Dans son arrêt infirmatif du 1er février 2022, la cour avait retenu que le passif de la société s'élevait, selon la liste des créances arrêtée au 2 novembre 2021, à la somme de 108 257,82 euros, hors passif provisionnel, dont 6 480 euros dus à Argic-Arcco et BTP Prévoyance et 17 148 euros à l'Urssaf. Il résulte du bilan économique et social, établi le 11 avril 2022 par l'administrateur judiciaire et adressé au tribunal en vue de l'audience du 15 avril 2022, que le passif au 15 mars 2022 s'élève à 208 127 euros, dont 64 388 euros à titre privilégié, hors passif provisionnel.
Il résulte également de la lecture de ce document que la société AFB n'a repris aucune activité depuis l'ouverture de la procédure collective. Elle ne dispose d'aucune trésorerie et n'est pas assurée pour son activité, son gérant ayant précisé à l administrateur judiciaire que le contrat d'assurance avait été résilié au 30 septembre 2020 pour non-paiement de la cotisation.
A l'appui de sa demande, la société AFB produit les mêmes pièces que lors de l'instance ayant donné lieu à l'arrêt précité, à savoir ses bilans et comptes de résultat pour les exercices 2018 à 2020, lesquels montrent des pertes en 2017 (10 073 euros), en 2019 (66 190 euros) et en 2020 (11 033 euros) ainsi qu'un bénéfice assez faible en 2018 (1 559 euros), révélant ainsi des difficultés anciennes. Elle verse encore aux débats trois devis datés respectivement des 25 février 2021, 27 juillet 2021 et 3 septembre 2021, dont un seul d'un montant de 45 600 euros est accepté, ainsi qu'un compte d'exploitation prévisionnel établi le 1er octobre 2021 par son expert-comptable, prévoyant pour 2022 un résultat de 18 296 euros pour un chiffre d'affaires de 228 555 euros, qui n'a pas été réactualisé.

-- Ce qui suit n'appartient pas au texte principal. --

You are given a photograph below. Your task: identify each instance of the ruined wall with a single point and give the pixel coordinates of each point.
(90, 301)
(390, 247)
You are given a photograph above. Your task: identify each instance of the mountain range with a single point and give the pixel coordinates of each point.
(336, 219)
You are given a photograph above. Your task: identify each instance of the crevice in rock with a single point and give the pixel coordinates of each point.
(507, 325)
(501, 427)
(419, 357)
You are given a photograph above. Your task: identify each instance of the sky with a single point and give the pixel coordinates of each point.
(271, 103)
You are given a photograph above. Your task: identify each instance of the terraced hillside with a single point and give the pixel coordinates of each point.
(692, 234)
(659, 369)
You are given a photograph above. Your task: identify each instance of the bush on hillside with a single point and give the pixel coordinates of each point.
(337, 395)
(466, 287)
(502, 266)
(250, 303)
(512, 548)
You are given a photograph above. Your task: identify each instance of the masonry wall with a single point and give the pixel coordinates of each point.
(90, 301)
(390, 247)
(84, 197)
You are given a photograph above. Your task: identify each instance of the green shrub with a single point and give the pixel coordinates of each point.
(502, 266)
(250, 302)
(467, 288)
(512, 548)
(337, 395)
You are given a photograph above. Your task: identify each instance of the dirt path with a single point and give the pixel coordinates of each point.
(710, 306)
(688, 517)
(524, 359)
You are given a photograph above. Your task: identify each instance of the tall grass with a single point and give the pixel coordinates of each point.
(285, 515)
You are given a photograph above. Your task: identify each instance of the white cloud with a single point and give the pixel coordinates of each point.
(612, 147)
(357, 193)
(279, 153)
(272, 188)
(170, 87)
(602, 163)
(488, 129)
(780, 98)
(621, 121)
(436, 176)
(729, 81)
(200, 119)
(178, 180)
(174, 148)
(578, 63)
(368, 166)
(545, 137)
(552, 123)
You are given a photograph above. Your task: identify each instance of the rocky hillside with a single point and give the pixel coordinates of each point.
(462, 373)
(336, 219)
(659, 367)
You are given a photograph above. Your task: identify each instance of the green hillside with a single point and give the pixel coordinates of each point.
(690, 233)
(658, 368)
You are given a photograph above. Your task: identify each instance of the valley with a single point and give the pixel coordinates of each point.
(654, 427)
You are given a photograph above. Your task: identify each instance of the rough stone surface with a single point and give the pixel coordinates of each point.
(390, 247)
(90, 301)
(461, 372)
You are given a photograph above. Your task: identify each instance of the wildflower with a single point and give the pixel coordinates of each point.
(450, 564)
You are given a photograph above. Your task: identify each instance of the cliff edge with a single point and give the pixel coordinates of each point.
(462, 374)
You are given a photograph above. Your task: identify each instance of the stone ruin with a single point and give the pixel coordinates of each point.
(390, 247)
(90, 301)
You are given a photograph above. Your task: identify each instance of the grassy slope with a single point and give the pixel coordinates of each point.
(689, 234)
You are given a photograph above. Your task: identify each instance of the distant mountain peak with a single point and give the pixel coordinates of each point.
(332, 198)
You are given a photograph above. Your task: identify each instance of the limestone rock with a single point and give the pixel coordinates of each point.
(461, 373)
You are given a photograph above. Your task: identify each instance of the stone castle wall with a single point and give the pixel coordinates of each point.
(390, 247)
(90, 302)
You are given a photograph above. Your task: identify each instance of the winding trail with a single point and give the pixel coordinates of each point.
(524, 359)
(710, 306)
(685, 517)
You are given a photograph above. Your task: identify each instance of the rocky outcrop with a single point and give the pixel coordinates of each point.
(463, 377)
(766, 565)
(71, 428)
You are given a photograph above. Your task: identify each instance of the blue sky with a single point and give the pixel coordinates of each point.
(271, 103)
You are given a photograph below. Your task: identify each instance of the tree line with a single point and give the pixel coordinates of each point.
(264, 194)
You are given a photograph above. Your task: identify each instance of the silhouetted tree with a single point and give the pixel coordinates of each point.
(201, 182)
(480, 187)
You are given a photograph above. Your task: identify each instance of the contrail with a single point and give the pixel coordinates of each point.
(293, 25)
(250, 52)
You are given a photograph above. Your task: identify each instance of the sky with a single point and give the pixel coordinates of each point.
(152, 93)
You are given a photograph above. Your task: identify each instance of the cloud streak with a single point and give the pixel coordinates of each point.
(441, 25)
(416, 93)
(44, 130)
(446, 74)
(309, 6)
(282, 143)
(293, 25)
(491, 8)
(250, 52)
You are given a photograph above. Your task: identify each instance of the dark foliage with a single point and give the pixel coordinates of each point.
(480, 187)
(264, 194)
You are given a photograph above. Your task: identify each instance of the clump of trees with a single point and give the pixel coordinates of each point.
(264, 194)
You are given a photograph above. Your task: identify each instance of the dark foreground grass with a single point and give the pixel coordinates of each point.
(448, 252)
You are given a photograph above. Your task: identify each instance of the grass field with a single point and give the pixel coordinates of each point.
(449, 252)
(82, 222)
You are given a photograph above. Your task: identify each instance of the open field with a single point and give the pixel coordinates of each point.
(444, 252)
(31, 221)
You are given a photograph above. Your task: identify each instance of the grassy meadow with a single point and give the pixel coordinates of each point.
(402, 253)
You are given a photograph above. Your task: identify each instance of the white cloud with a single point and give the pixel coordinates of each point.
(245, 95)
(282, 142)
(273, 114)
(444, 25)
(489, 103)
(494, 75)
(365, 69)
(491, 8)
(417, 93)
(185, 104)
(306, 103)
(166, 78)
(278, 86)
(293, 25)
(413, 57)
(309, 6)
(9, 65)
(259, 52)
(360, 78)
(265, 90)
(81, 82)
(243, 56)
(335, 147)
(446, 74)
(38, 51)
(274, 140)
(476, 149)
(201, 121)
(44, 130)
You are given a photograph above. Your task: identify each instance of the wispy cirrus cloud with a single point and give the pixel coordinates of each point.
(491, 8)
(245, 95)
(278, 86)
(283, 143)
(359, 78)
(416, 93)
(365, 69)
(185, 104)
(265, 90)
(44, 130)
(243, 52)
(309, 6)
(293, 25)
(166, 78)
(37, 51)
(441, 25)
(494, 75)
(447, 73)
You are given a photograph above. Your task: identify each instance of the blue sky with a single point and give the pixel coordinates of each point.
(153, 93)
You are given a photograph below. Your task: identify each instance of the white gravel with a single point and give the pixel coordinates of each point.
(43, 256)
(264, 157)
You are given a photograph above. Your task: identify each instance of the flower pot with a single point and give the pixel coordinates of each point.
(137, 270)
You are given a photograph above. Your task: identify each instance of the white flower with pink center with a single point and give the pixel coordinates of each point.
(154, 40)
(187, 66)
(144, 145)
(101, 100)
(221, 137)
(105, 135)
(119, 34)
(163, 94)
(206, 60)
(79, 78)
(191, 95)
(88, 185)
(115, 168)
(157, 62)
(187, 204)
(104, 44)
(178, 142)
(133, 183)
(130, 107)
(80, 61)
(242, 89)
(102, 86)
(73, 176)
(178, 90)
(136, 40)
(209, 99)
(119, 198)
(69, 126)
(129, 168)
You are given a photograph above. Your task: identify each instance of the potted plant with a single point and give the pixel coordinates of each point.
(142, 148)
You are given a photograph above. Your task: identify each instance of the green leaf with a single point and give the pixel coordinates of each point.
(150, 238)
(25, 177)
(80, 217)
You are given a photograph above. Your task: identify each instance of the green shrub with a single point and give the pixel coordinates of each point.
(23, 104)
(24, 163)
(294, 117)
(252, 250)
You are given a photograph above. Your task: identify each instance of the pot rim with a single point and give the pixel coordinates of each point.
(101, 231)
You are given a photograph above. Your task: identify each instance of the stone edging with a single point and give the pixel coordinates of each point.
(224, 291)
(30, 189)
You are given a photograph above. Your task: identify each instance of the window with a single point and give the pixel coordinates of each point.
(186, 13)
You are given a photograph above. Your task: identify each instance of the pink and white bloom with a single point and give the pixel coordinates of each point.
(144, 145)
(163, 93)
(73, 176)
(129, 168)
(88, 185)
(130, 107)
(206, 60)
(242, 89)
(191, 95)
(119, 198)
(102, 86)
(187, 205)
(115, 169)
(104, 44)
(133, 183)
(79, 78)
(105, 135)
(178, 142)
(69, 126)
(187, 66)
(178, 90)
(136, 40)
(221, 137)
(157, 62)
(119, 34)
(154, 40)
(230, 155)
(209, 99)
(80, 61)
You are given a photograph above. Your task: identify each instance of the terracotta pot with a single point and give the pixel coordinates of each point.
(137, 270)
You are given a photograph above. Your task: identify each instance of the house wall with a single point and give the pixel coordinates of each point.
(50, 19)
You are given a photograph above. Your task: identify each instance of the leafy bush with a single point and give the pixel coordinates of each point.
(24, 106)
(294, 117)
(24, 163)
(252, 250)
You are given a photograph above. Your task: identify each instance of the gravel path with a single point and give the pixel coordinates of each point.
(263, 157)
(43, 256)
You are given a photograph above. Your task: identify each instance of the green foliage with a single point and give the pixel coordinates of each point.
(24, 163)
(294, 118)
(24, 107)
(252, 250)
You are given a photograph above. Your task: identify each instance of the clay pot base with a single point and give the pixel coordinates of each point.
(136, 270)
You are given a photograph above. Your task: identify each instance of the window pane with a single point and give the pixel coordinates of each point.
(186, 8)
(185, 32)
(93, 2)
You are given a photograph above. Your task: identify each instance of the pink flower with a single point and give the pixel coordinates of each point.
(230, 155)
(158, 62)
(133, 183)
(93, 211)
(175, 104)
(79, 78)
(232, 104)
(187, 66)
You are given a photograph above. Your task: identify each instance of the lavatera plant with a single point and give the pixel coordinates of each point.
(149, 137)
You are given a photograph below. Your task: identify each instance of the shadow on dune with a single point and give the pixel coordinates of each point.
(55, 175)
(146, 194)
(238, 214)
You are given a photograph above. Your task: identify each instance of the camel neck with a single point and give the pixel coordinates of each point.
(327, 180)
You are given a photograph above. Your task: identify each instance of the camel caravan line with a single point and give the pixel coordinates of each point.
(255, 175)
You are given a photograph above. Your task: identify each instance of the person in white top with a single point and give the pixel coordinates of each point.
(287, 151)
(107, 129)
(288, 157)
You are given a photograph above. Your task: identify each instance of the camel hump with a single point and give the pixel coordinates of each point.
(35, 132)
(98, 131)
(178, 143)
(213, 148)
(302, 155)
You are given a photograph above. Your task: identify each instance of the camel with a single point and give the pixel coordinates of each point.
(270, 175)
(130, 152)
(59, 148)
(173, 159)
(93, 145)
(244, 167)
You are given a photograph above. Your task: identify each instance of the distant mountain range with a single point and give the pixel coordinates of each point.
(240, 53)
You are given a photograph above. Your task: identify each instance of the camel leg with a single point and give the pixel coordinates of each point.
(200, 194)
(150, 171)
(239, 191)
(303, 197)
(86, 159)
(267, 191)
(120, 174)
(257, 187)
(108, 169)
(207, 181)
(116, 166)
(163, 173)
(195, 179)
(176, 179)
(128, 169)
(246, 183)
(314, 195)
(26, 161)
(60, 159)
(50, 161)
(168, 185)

En l'absence de trésorerie et d'assurance, et compte tenu du montant du passif à rembourser et des pertes d'exploitation de la société depuis plusieurs années, le redressement est manifestement impossible. C'est donc à juste titre que le tribunal a prononcé la liquidation judiciaire de la société AFB.
Le jugement dans ces conditions ne peut qu'être confirmé en toutes ses dispositions.
PAR CES MOTIFS,
La cour statuant par arrêt contradictoire,
Déclare la Selarl MMJ ès qualités irrecevable en sa défense ;
Confirme en toutes ses dispositions le jugement ;
Dit que les dépens seront employés en frais privilégiés de procédure collective.
Prononcé publiquement par mise à disposition de l'arrêt au greffe de la cour, les parties en ayant été préalablement avisées dans les conditions prévues au deuxième alinéa de l'article 450 du code de procédure civile.
Signé par Madame Marie-Andrée BAUMANN, Conseiller, pour la Présidente empêchée et par Madame Sabine NOLIN, Greffier, auquel la minute de la décision a été remise par le magistrat signataire.